3 Myths

Having consulted with hundreds of clients over the years, I have learned that there are many popular misconceptions about divorce. Acting on misinformation can result in long-term, unintended consequences for your family. I’ll address three such myths here:

Myth #1: “Serving papers on my spouse will give me a strategic advantage.” Contrary to popular belief, the serving of divorce papers has a very limited effect upon the legal proceeding itself. Doing so can, however, have a profound impact upon the tone of the negotiations to follow. In the Collaborative divorce process, we always use a joint petition, which is signed by both parties and their attorneys at the first joint meeting. Starting the process in this way reflects the parties’ mutual respect for one another and allows them to maintain control over the pace and content of settlement discussions. Myth #2: “Our kids have no idea we’re going to divorce.” As adults we often underestimate the wisdom of children. Even very young children pick up on body language, facial expressions, and tone of voice. They notice how mom and dad talk (or don’t talk) to each other. They have friends at school whose parents are divorced. Working with a child specialist to create a “we statement” is a thoughtful way to jointly inform your kids that you have decided to become unmarried. But don’t be surprised if they already have suspicions. Myth #3: “The sooner the divorce can be final, the better.” While no one wants to linger in the throes of divorce longer than necessary, moving too quickly can be dangerous.

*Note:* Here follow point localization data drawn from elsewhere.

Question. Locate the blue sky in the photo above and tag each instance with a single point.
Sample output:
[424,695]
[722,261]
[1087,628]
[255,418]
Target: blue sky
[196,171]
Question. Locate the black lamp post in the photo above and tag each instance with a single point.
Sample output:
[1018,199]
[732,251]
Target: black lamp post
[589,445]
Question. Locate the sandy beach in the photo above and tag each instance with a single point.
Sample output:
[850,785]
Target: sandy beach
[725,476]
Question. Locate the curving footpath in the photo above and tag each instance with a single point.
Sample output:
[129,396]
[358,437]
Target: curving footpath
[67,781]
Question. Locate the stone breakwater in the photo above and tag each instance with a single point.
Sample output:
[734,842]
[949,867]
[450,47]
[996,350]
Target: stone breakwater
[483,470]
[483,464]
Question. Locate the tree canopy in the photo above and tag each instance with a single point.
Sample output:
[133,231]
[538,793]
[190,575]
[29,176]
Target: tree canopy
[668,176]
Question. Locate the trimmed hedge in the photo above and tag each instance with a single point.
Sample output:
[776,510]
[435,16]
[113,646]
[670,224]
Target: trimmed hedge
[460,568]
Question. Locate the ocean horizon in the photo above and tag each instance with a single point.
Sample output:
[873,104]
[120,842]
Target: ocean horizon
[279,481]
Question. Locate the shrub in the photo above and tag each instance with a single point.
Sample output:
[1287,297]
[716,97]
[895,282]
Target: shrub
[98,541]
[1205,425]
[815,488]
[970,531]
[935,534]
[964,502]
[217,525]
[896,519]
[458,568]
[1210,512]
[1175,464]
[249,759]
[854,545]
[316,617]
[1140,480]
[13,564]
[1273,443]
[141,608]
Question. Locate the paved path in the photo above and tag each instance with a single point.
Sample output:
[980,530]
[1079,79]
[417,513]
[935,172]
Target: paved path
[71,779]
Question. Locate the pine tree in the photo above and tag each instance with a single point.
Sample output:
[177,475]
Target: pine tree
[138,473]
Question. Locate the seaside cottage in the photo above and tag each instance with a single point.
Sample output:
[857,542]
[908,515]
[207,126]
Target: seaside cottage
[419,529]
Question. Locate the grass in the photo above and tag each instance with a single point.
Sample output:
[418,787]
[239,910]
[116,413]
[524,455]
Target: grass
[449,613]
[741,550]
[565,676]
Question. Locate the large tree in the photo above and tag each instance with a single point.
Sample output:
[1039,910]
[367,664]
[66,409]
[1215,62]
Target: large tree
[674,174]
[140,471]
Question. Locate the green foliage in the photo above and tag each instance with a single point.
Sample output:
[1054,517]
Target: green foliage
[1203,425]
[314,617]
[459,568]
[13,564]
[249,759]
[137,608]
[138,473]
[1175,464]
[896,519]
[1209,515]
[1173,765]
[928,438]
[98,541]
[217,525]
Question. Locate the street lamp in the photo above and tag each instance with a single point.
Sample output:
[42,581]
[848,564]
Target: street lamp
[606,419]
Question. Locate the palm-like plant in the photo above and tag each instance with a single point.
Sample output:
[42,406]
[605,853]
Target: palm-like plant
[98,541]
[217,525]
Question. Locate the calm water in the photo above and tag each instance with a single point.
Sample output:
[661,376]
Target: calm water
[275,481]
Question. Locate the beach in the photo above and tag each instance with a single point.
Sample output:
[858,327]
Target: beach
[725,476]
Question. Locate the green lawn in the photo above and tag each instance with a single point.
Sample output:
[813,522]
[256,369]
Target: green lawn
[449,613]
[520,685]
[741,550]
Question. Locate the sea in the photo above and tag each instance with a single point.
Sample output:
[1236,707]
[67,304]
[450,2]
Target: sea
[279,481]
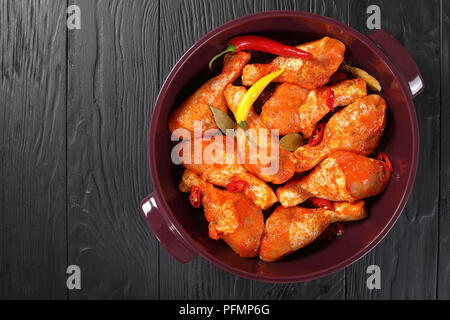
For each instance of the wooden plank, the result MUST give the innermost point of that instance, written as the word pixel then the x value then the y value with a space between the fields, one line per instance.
pixel 443 291
pixel 33 150
pixel 408 255
pixel 182 23
pixel 333 286
pixel 113 63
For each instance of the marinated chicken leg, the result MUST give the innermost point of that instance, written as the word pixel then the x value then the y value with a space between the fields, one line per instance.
pixel 257 147
pixel 344 176
pixel 293 109
pixel 197 106
pixel 327 53
pixel 281 110
pixel 231 216
pixel 357 128
pixel 216 161
pixel 315 107
pixel 289 229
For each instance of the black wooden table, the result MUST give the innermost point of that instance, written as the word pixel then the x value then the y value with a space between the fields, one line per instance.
pixel 74 113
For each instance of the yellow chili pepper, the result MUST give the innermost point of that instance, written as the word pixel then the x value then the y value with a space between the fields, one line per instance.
pixel 253 94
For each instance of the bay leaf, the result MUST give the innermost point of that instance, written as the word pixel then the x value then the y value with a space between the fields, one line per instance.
pixel 372 83
pixel 223 120
pixel 292 141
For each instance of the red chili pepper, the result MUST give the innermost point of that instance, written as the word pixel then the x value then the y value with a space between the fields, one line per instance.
pixel 259 43
pixel 385 161
pixel 195 197
pixel 322 203
pixel 237 186
pixel 317 135
pixel 330 99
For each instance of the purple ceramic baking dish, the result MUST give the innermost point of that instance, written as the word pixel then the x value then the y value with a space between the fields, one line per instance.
pixel 182 230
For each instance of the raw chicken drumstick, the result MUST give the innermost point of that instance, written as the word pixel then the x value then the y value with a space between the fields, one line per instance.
pixel 252 149
pixel 357 128
pixel 293 109
pixel 231 216
pixel 315 107
pixel 221 168
pixel 197 106
pixel 344 176
pixel 281 110
pixel 327 55
pixel 289 229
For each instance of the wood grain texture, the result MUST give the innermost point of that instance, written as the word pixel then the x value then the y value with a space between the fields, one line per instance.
pixel 32 150
pixel 333 286
pixel 182 24
pixel 443 284
pixel 408 255
pixel 112 86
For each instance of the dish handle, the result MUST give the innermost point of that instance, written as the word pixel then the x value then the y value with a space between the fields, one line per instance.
pixel 401 58
pixel 166 233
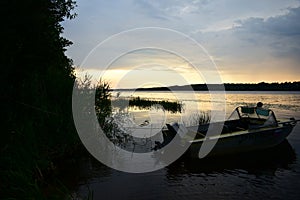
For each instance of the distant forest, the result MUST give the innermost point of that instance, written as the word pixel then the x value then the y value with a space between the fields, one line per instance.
pixel 286 86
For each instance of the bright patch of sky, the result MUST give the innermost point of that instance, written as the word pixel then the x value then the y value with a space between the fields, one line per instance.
pixel 249 41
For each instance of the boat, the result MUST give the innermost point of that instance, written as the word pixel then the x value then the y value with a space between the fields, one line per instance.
pixel 247 129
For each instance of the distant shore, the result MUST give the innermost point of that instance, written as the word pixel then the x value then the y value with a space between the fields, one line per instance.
pixel 286 86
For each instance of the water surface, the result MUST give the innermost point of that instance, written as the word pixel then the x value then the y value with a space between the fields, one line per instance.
pixel 270 174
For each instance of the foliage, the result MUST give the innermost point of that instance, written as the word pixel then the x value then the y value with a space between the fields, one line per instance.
pixel 37 81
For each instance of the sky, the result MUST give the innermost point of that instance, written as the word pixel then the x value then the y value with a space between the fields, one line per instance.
pixel 140 43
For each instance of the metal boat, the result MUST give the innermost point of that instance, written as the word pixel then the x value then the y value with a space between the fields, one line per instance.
pixel 247 129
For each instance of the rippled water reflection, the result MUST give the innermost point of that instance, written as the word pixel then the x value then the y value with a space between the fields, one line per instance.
pixel 268 174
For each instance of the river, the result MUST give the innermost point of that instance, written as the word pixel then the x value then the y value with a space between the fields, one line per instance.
pixel 270 174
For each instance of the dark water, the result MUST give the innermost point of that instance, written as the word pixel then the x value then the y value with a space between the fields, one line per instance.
pixel 268 174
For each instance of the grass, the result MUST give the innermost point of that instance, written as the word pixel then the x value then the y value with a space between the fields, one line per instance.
pixel 171 106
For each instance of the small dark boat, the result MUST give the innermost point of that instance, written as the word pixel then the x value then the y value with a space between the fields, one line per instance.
pixel 247 129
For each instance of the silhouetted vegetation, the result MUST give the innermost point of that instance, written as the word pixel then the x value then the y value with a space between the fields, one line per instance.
pixel 286 86
pixel 146 103
pixel 36 92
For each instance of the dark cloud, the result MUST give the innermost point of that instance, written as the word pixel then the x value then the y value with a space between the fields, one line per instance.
pixel 280 33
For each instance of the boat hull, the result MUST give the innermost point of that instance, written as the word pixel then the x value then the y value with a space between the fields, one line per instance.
pixel 242 142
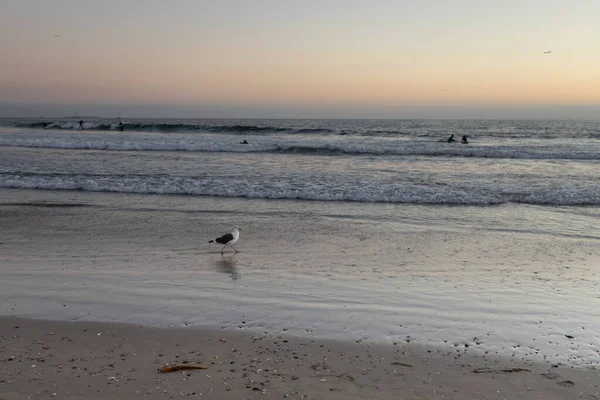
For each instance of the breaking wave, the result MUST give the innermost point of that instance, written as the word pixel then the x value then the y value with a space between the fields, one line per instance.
pixel 586 151
pixel 370 192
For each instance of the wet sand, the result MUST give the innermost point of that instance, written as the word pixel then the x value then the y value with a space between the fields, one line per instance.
pixel 90 360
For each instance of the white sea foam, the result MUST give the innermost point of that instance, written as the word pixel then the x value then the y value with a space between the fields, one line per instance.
pixel 307 189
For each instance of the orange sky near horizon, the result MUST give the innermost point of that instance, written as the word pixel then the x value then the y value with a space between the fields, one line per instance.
pixel 461 53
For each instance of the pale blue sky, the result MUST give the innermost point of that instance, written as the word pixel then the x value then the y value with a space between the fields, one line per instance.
pixel 302 58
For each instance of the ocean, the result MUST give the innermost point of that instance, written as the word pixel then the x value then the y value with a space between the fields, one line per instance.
pixel 365 230
pixel 394 161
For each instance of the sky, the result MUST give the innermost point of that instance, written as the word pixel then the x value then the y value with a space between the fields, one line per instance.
pixel 301 59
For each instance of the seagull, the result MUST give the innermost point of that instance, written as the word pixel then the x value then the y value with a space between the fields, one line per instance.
pixel 228 239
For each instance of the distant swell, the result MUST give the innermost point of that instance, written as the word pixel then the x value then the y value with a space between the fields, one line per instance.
pixel 267 145
pixel 168 127
pixel 202 186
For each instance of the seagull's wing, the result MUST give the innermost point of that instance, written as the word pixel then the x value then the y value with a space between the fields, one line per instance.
pixel 225 238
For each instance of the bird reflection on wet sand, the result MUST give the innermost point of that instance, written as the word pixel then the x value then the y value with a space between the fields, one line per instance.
pixel 227 265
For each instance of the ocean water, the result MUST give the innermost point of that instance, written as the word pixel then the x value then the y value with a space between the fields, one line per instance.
pixel 533 162
pixel 374 231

It may take some time for one spouse to “catch up” emotionally in order to meaningfully participate in settlement discussions. Creating a parenting plan focused on the children’s needs often requires some trial and error. It’s impossible to know whether a particular schedule will work until you’ve lived it, at least for a while. Financial decisions made in divorce have long-term consequences for the entire family and should not be finalized until thoughtful evaluation of all options has taken place. The best way to get accurate information about divorce process options is to consult with an experienced family law attorney. Feel free to contact me if you’d like to know more.
What are the stories that adult children of divorced parents have to tell?  This was the question that sparked an incredible project by photographer Karen Klein, culminating in two Broken Circle books. Karen interviewed young adults in the U.S. and Dominican Republic asking two questions: how was your life affected by your parents’ divorce at the time it happened, and how has their divorce affected your plans for the future?  The responses from the participants are authentic, heartfelt and eloquent, and the candid photographs accompanying the text add a valuable dimension to the stories. Not surprisingly, many of the stories have raw and painful edges. Divorce is extremely difficult for children. The young adults in the Broken Circle project who experienced feelings of abandonment and loss, or those for whom parental conflict was high or remains active are still struggling to find equilibrium and a sense of emotional security. Many participants acknowledged to Karen that this was the first time they could remember having the opportunity to talk about how they felt about the divorce.  Their participation in the project was cathartic and healing. However, what is hopeful is that not all the stories were negative or bleak.  The young adults whose parents had divorced in a respectful or amicable way, and those whose parents were on friendly terms as co-parents tended to express acceptance, balance and hope for the future. It also seemed these young adults had not experienced the divorce as a taboo subject for discussion while growing up. Collaborative Team Practice is a way to divorce with dignity and respect. The process helps a divorcing couple make a successful transition to effective co-parenting through advocacy from skilled and compassionate Collaborative attorneys and expert support from a Neutral Coach. The Neutral Child Specialist on the team ensures that children’s voices will be heard in a safe way, and that children will experience support at a critical juncture in their lives.  The Neutral Financial Professional helps divorcing parents create financial resolutions tailored to meet their specific needs as the family restructures. Though the family circle will not be the same, Collaborative Team Practice can help ensure that the new family constellation is not “broken” but transformed so children’s stories in the future will primarily be those of hope.